Günün moda deyimiyle, görüşmenin zamanlaması manidardı. CHP ve DSP’nin, üniversitelerde başörtüsüne serbestlik getirmek amacıyla Anayasa’da değişiklik yapılmasına ilişkin 5735 sayılı kanunun iptali için Anayasa Mahkemesi’ne başvurmasının üzerinden sadece yedi gün geçmişti. Ve o an itibariyle, çoğumuz henüz bunu bilmesek de, Yargıtay Cumhuriyet Başsavcısı’nın AKP aleyhinde kapatma davası açmasına on gün kalmıştı.

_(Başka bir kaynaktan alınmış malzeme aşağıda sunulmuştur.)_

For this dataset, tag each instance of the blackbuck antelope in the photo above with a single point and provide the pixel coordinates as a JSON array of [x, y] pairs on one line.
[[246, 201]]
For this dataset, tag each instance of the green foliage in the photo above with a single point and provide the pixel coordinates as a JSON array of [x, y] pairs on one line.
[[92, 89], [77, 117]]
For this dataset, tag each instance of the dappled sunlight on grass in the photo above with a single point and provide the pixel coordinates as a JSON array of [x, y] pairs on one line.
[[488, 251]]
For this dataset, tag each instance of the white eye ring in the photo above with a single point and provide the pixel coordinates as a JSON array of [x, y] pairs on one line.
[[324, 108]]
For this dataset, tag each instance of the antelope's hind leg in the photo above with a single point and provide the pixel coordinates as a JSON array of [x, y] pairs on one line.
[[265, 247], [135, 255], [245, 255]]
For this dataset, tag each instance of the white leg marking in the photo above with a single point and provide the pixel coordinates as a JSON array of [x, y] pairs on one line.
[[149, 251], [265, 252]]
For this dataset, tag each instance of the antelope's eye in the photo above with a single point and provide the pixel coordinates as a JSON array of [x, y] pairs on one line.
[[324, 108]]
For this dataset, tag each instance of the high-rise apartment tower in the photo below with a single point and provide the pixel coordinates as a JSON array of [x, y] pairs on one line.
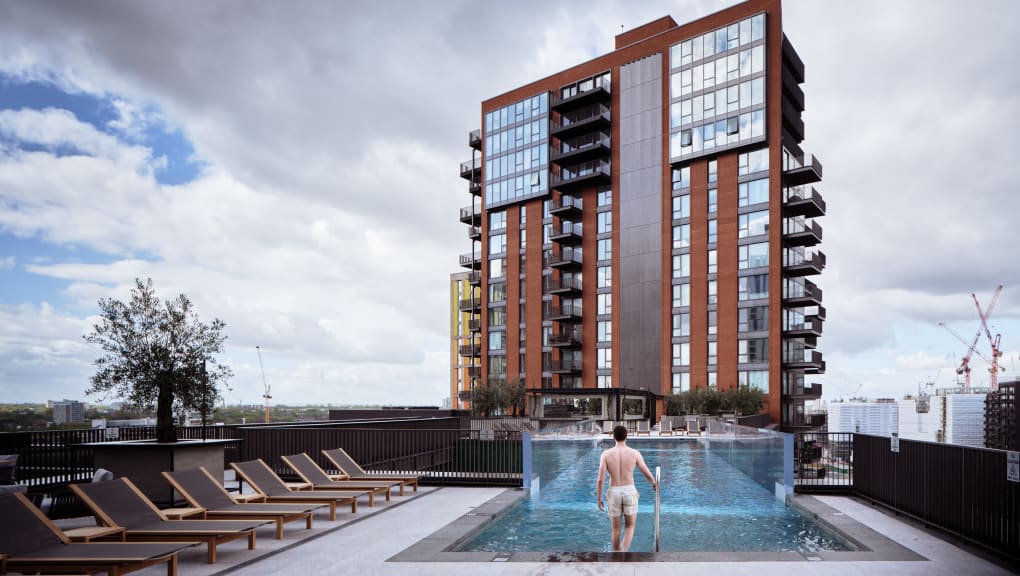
[[646, 220]]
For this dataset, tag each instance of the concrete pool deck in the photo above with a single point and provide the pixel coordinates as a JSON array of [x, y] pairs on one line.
[[375, 540]]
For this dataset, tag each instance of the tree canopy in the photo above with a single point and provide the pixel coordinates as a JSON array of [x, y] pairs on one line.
[[158, 354]]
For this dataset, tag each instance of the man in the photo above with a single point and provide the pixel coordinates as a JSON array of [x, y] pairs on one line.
[[619, 461]]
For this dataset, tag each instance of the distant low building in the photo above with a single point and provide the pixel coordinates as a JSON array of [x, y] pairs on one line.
[[877, 418], [67, 411], [949, 416]]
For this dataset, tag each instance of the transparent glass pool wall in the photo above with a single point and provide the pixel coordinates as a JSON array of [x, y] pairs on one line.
[[764, 456]]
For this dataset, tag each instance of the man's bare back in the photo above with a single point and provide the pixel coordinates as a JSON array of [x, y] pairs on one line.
[[620, 462]]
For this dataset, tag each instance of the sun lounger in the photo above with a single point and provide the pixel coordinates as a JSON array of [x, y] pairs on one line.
[[319, 480], [119, 503], [347, 465], [694, 428], [265, 481], [201, 489], [32, 543]]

Anayasa Mahkemesi Başkanvekili’nin, kritik başörtüsü ve kapatma davaları sürecinde Kara Kuvvetleri Komutanı’yla görüşmesini ilginç kılan diğer bir unsur, buluşmanın gizli tutulması, kayıt altına alınmaması, tarafların kaydı tutulan resmî programlarında görünmemesiydi. Hatta buluşma öncesinde, karargâh giriş ve çıkışlarında bulunan güvenlik kameralarına karartma uygulanmış, komuta katı da tamamen boşaltılmıştı.
Taraf manşet yaptı, Türkiye öğrendi
Türkiye, bu buluşmadan 13 Haziran 2008 tarihinde,Taraf ’ın manşetiyle haberdar oldu. İlk başta Başbuğ ile görüştüğünü birkaç kez yalanlayan Paksüt, sonradan gerçeği söylemek zorunda kaldı. Gelin şimdi, bu “karartmalı” buluşmanın, Ankara’daki Amerikan Büyükelçiliği tarafından nasıl rapor edildiğine bakalım.

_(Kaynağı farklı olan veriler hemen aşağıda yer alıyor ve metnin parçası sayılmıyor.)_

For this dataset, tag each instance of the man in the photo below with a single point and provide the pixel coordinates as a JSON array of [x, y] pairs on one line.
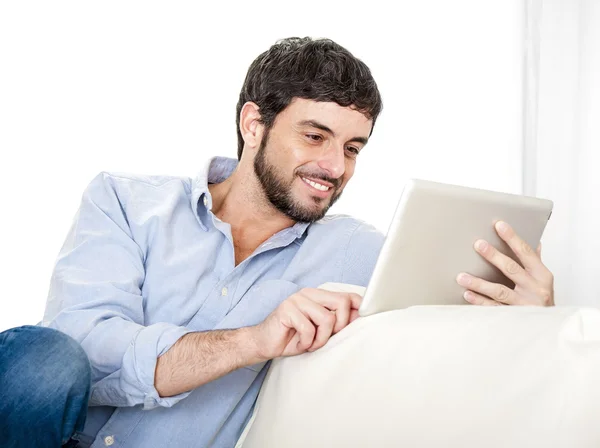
[[179, 292]]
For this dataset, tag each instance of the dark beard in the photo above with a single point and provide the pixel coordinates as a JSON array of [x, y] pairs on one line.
[[279, 191]]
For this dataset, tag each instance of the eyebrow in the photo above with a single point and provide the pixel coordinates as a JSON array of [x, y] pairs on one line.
[[321, 126]]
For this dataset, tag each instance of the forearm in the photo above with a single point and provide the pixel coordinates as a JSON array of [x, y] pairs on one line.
[[200, 357]]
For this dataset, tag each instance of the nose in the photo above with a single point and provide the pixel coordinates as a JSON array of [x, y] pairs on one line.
[[333, 161]]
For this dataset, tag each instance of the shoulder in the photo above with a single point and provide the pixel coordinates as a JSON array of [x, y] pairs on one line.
[[351, 244], [354, 231], [119, 179], [128, 186]]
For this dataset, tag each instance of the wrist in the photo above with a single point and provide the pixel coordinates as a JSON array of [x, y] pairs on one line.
[[252, 353]]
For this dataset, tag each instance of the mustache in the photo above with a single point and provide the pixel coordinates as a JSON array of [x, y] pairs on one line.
[[336, 182]]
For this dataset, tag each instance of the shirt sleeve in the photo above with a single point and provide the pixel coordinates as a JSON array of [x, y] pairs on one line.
[[361, 254], [95, 297]]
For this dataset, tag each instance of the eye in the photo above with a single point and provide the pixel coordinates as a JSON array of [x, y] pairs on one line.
[[354, 151], [314, 137]]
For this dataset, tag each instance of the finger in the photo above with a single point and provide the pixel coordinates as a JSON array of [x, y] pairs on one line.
[[477, 299], [523, 251], [495, 291], [341, 303], [305, 330], [323, 318], [331, 298], [509, 267]]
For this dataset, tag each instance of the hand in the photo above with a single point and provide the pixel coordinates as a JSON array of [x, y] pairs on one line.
[[534, 283], [304, 322]]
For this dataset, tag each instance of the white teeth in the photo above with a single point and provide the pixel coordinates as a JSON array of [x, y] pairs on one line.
[[316, 185]]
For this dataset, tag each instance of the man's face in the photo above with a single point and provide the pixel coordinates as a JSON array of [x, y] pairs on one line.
[[309, 155]]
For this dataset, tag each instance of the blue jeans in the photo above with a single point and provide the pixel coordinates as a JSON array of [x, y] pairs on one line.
[[44, 388]]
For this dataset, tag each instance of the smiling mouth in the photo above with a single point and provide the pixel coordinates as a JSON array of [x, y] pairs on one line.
[[316, 185]]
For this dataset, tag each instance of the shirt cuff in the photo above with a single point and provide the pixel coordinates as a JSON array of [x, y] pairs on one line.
[[139, 364]]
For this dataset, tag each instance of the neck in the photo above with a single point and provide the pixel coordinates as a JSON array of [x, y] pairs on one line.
[[241, 202]]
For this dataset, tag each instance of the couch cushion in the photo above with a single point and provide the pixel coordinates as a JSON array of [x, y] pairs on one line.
[[460, 376]]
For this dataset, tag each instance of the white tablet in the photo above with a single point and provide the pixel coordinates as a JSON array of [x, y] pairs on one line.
[[431, 237]]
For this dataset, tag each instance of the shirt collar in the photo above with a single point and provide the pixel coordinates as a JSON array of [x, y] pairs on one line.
[[216, 170]]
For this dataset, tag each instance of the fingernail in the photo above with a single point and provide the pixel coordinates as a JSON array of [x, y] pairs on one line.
[[463, 279], [481, 245], [501, 226]]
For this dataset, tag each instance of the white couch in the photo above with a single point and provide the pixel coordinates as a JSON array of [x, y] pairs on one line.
[[460, 376]]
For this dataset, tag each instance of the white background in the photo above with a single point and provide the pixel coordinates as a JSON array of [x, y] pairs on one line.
[[152, 88]]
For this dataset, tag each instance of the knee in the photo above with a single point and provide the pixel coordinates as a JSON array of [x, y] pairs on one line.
[[45, 363]]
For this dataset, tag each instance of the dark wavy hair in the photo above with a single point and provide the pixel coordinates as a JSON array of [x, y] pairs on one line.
[[319, 70]]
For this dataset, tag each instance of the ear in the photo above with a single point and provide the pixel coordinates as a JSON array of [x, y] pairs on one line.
[[250, 126]]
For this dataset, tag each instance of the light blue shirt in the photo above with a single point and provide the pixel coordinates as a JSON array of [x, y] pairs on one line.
[[145, 262]]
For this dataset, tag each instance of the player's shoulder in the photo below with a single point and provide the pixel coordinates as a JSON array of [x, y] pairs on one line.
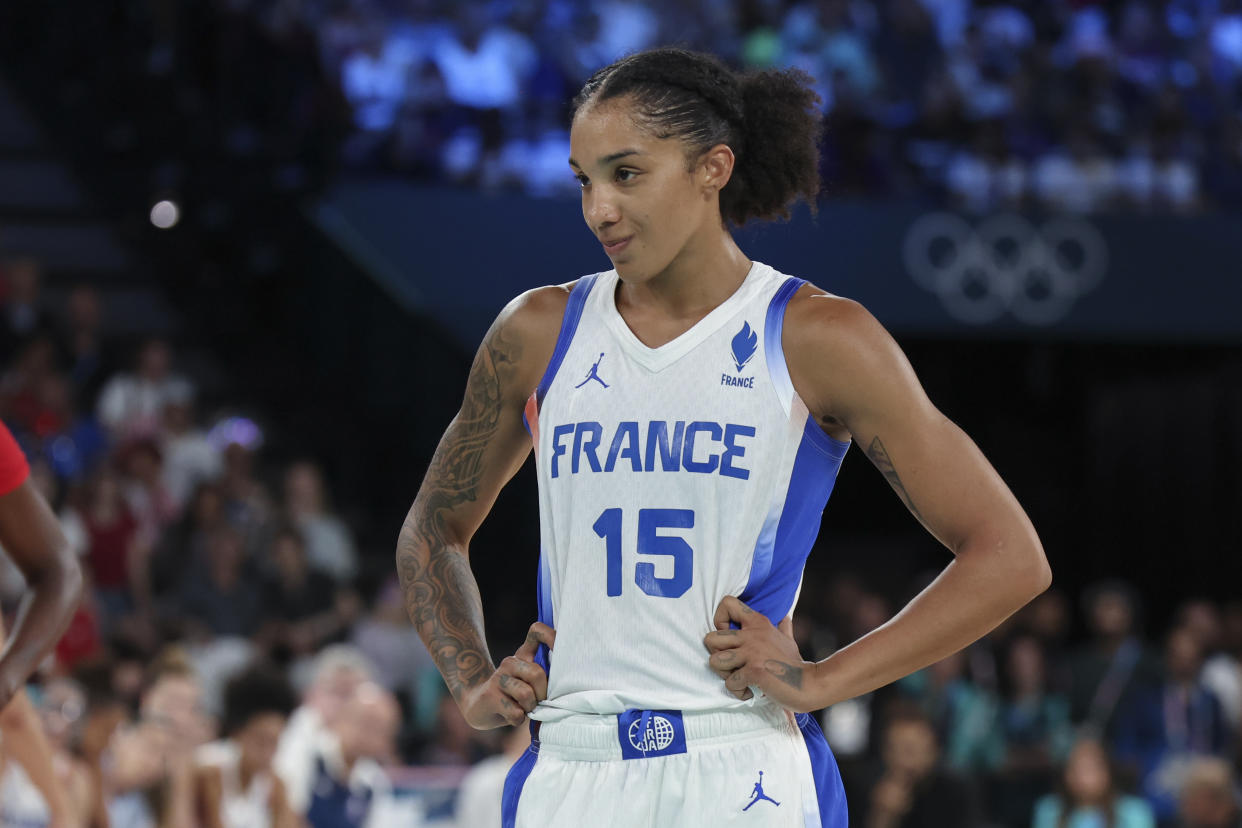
[[817, 319]]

Telgrafın tarihi 25 Haziran 2008; Washington’daki alıcıları arasında, ABD’nin Dışişleri Bakanı, Savunma Bakanı, Genelkurmay Başkanı ve Merkezî İstihbarat Örgütü’nün (CIA) merkezi de var. Dönemin ABD Ankara Büyükelçisi Ross Wilson adına gönderilen ve siyasi memur Janice G. Weiner tarafından kaleme alındığı anlaşılan telgrafın tam metnini sunuyoruz.

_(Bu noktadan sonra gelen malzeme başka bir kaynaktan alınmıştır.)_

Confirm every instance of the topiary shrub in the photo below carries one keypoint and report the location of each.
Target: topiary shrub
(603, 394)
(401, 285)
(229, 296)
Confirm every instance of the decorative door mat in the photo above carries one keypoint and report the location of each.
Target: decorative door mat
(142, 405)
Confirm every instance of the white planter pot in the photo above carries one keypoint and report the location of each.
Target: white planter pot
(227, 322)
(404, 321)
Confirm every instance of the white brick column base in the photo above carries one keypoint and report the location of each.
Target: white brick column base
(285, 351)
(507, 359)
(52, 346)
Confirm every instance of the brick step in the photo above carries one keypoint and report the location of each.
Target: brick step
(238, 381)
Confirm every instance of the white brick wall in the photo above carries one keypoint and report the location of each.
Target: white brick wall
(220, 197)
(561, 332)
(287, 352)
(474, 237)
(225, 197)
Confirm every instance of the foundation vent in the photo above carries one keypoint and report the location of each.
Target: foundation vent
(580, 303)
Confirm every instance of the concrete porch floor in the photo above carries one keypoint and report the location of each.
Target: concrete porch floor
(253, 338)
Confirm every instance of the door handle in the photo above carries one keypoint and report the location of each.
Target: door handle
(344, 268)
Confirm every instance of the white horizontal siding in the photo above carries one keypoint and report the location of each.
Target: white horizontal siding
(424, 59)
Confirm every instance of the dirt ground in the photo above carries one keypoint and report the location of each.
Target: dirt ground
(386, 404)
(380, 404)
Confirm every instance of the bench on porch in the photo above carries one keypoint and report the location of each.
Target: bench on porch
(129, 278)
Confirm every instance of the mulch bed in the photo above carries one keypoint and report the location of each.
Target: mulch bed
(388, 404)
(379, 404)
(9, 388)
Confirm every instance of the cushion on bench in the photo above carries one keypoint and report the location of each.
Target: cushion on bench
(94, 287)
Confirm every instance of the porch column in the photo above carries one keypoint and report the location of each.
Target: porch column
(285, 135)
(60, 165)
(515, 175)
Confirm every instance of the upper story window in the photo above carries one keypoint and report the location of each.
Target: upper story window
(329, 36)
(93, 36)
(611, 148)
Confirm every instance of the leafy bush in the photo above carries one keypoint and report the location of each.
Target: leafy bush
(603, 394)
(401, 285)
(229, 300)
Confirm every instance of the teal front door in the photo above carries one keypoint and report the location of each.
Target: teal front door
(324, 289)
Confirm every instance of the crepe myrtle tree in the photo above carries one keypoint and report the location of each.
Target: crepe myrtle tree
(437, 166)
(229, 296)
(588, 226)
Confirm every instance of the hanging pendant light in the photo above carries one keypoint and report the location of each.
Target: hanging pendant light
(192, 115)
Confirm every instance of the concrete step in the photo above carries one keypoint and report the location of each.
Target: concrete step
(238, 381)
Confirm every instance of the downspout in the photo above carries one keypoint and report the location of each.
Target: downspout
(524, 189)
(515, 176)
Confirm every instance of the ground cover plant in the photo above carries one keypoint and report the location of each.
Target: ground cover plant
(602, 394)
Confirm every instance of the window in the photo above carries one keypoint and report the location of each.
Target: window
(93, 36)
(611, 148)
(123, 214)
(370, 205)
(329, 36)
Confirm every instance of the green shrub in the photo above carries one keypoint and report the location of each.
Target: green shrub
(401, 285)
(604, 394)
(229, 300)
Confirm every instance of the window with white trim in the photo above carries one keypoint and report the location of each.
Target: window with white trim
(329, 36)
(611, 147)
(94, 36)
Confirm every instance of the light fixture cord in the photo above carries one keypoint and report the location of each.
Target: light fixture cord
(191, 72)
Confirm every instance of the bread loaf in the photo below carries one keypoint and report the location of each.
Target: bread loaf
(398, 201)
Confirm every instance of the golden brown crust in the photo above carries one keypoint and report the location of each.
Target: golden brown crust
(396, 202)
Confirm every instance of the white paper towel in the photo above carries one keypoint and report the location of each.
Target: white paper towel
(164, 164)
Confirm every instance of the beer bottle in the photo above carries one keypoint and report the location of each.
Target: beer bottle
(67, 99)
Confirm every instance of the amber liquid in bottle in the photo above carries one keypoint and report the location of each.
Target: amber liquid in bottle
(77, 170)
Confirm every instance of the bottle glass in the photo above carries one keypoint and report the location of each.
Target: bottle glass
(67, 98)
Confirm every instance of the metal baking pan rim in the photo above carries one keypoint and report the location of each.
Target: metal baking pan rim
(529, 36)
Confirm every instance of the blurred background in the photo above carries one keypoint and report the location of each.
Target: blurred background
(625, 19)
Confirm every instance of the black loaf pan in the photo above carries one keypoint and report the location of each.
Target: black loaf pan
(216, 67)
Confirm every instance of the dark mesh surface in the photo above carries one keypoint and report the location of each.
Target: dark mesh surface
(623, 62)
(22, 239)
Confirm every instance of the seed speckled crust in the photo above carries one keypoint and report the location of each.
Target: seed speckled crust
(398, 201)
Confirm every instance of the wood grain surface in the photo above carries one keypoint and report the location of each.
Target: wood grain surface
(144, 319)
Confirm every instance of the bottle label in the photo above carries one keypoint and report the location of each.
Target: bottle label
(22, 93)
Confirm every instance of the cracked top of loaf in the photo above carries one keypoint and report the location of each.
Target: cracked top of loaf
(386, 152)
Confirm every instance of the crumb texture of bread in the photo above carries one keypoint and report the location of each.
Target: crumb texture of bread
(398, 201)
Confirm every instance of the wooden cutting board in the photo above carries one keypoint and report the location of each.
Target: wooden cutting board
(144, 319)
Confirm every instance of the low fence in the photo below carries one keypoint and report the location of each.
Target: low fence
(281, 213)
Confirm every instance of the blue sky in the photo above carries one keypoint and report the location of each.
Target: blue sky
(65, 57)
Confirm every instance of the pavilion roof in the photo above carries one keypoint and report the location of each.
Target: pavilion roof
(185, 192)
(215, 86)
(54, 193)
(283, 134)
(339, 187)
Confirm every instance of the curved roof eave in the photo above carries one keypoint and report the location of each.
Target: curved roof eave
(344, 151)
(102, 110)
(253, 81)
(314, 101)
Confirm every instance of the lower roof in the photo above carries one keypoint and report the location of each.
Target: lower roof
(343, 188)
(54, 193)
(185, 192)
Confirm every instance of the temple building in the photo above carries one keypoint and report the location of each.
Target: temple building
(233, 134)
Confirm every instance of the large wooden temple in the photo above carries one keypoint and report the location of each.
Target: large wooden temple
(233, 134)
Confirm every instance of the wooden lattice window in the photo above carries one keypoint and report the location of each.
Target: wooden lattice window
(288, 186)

Gizli ittifakların delili ortaya çıktı
1) ÖZET: Askeriyenin, yargının ve bürokrasinin unsurları dahil, Türkiye’nin seçilmemiş elitleri arasındaki gizli ittifakların delili bir süre önce ortaya çıktı. Türkler perdenin arkasında ipleri elinde tuttuğu iddia edilen bir “derin devlet” şebekesinin varlığını nicedir bir olgu olarak kabullenmiş de olsalar, bunun somut ipuçları enderdir. Şimdi ise bir Anayasa Mahkemesi Hâkimi ile yakında Genelkurmay Başkanı olacak kişi arasındaki görüşme, derin devletin sadece bir efsane olmadığının işaretini verdi. Bu görüşmenin yarattığı tartışma –ve bazı cenahlardaki tartışmama hali– Türkiye’deki kutuplaşmanın yeni bir delilidir ve en yüksek mahkemenin güvenilirliğini aşındıran bir etki yapabilir.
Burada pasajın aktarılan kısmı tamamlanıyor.